Immunophenotyping. Before staining for immunophenotyping, the viability of all MLN, spleen, and LP cell preparations was determined by flow cytometry using eFluor 780 (eBioscience). Fc receptors were blocked using anti-mouse CD16/CD32 mAb (clone 2.4G2; BD Pharmingen, San Jose, CA).

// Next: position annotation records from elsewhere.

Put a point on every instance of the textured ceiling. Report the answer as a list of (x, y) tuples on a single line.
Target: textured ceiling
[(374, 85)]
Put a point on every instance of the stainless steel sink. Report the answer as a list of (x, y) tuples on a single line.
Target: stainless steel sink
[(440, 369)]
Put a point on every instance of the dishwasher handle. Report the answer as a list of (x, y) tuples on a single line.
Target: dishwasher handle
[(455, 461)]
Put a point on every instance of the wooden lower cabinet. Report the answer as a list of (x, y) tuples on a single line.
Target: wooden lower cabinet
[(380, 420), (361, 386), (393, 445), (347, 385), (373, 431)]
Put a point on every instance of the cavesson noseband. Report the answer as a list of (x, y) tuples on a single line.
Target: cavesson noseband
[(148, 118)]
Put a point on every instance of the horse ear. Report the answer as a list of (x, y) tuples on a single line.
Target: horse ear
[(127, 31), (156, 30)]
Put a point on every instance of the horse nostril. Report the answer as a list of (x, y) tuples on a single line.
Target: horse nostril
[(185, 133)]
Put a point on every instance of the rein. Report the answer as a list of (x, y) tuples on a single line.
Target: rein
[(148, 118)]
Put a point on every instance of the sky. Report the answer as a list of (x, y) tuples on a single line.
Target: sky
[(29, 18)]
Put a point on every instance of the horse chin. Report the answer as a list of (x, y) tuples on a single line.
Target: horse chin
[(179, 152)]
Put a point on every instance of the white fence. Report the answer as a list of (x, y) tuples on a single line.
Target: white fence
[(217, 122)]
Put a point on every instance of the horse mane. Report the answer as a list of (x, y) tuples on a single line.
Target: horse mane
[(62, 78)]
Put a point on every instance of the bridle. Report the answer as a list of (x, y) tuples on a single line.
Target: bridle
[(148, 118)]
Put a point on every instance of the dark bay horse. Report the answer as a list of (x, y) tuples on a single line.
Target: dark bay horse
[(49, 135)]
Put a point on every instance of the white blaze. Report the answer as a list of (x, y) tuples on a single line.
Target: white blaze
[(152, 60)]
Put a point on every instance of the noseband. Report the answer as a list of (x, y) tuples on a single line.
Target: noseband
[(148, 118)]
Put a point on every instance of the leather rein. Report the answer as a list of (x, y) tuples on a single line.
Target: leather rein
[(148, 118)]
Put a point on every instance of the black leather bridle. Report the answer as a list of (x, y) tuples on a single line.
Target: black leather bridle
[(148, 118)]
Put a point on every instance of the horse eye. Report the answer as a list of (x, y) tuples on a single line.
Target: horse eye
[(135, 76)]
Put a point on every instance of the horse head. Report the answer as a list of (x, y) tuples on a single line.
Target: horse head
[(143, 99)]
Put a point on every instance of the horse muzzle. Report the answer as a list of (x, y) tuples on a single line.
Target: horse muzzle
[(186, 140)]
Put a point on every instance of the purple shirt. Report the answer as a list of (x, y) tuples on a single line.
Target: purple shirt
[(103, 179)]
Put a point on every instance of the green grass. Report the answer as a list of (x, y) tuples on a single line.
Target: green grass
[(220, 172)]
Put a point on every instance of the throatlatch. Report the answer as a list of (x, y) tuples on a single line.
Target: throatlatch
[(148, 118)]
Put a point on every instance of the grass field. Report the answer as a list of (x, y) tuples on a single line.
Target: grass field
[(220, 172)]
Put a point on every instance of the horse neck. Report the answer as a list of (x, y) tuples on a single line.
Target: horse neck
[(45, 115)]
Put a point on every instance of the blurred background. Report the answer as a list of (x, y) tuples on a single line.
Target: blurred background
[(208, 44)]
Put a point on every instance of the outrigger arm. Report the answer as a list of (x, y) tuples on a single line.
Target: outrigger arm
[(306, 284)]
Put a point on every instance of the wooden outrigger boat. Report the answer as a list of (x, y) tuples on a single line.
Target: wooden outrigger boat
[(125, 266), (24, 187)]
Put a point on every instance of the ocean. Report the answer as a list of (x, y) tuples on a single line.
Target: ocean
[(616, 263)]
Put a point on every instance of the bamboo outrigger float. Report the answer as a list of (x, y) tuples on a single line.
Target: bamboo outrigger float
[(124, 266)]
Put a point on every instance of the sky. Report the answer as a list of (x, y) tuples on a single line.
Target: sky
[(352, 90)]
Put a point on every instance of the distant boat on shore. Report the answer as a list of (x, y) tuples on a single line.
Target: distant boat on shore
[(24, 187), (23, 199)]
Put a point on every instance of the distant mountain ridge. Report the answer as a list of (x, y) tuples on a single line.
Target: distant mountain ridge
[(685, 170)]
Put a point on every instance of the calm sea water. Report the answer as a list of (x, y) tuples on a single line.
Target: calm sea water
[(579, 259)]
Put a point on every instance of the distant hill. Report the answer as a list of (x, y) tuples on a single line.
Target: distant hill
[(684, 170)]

To identify MDSC and AAMØ, the cells were surface stained with PE-conjugated anti-F4/80 (clone BM8, eBioscience), APC-conjugated anti-CD11b (clone M1/70, eBioscience), Per-CP-Cy5.5-conjugated anti-Gr-1 (clone RB6-8C5, eBioscience), Horizon V450-conjugated anti-Ly6G (clone1A8, BD Biosciences, San Jose, CA), and Brilliant Violet 510-conjugated anti-Ly6C (clone HK1.4, BioLegend, San Diego, CA) mAbs. Surface stained cells were then fixed using a fixation and permeabilization kit (eBioscience) before intracellular staining with FITC-conjugated anti-CD206 (clone C068C2, BioLegend, San Diego, CA) mAb. To identify Th2 cells, cells were surface stained with FITC-conjugated, anti-CD4 (clone GK1.5; BioLegend) mAb, fixed, and stained intracellularly with PE-conjugated anti-GATA-3 (clone TWAJ; eBioscience) mAb. Compensation controls included UltraComp eBeads (eBioscience) singly stained with each of the fluorochromes used in the experiment. Gating strategies for AAMØ and MDSC are shown in Supplementary Figure 2. Flow cytometry was performed using a FACSCanto or FACSCalibur (BD Biosciences), and the data were analyzed using the FlowJo software.

Statistical analysis. Data are presented as mean±s.e.m. Groups were compared and differences were analyzed for significance using an unpaired t-test with Welsh’s correction. For multiple groups, differences were analyzed for significance using one-way ANOVA followed by Bonferroni post hoc test using the GraphPad Prism software (La Jolla, CA). A P-value of <0.05 was considered to be significant.